La grève se renferme t-elle sur elle-même ?


Politique / mercredi, décembre 18th, 2019

Depuis jeudi 5 décembre, plusieurs manifestations se sont déroulées à Sallanches pour protester contre la réforme des retraites. Le mouvement de contestation peine toutefois à vraiment s’élargir…

Discours d’Édouard Philippe annonçant le maintien de l’âge pivot, entrée de la CFDT dans la contestation sociale, scandale de la transparence et démission de Jean-Paul Delevoye, le moins qu’on puisse dire c’est que des choses se sont passées depuis jeudi 5 décembre !

Ce mardi 17 décembre, entre 3 000 et 6 000 personnes ont défilé dans les rues d’Annecy et environ 400 personnes à 17h à Sallanches. En France, entre 621 000 et 1,8 million de manifestants sont descendus dans les rues. Grosso modo, la mobilisation est similaire à la première journée du jeudi 5 décembre (entre 806 000 et 1,5 million en France, 350 personnes à Sallanches et entre 4 000 et 7 000 à Annecy)

Si le niveau de mobilisation reste important et que la lutte est justifiée, force est de constater qu’il n’y a pas d’élargissement conséquent.

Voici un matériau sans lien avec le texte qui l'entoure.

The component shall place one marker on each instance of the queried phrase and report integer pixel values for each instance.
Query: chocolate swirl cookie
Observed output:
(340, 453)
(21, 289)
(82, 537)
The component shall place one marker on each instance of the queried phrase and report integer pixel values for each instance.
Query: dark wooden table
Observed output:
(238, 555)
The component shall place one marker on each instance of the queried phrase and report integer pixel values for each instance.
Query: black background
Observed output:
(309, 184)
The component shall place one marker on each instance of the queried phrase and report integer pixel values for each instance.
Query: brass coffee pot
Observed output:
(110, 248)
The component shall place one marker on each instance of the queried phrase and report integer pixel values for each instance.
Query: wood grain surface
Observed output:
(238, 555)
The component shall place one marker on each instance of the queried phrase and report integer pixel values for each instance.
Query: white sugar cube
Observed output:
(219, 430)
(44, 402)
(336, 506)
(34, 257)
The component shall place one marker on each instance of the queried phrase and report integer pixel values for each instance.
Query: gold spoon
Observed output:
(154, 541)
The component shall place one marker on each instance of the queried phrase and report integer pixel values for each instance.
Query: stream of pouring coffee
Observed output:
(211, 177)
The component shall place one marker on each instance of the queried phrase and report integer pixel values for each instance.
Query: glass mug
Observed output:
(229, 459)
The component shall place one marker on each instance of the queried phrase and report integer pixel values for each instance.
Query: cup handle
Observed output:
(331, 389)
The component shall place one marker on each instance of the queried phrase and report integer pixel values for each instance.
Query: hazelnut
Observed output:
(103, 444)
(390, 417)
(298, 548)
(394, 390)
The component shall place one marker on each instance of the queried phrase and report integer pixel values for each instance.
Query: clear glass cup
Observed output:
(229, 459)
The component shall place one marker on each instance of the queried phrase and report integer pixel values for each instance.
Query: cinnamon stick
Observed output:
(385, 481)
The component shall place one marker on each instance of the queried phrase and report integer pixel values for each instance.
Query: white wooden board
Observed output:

Rappelons qu’au moment de l’opposition à la précédente réforme des retraites en 2010, ce fut 3 millions de manifestants dans le pays sur plusieurs journées d’octobre. Le samedi 2 octobre, ce fut environ 1 000 personnes dans les rues de Bonneville.

Or, si l’on écoute les manifestants, la mobilisation serait historique, le gouvernement d’Édouard Philippe serait totalement discrédité, la grève s’élargirait. Alors bon, soyons sérieux, où est donc cet élan, toute cette énergie ? En dehors de l’intensification de la grève dans le secteur du transport et de l’enseignement, la vie quotidienne suit son cours.

Quand on voit le taux de soutien à la grève, cela signifie t-il que la population se ment à elle-même et qu’au fond elle est d’accord avec la réforme ? Ou cela signifie t-il que les chiffres sont truqués ? Ni l’un, ni l’autre, bien évidemment.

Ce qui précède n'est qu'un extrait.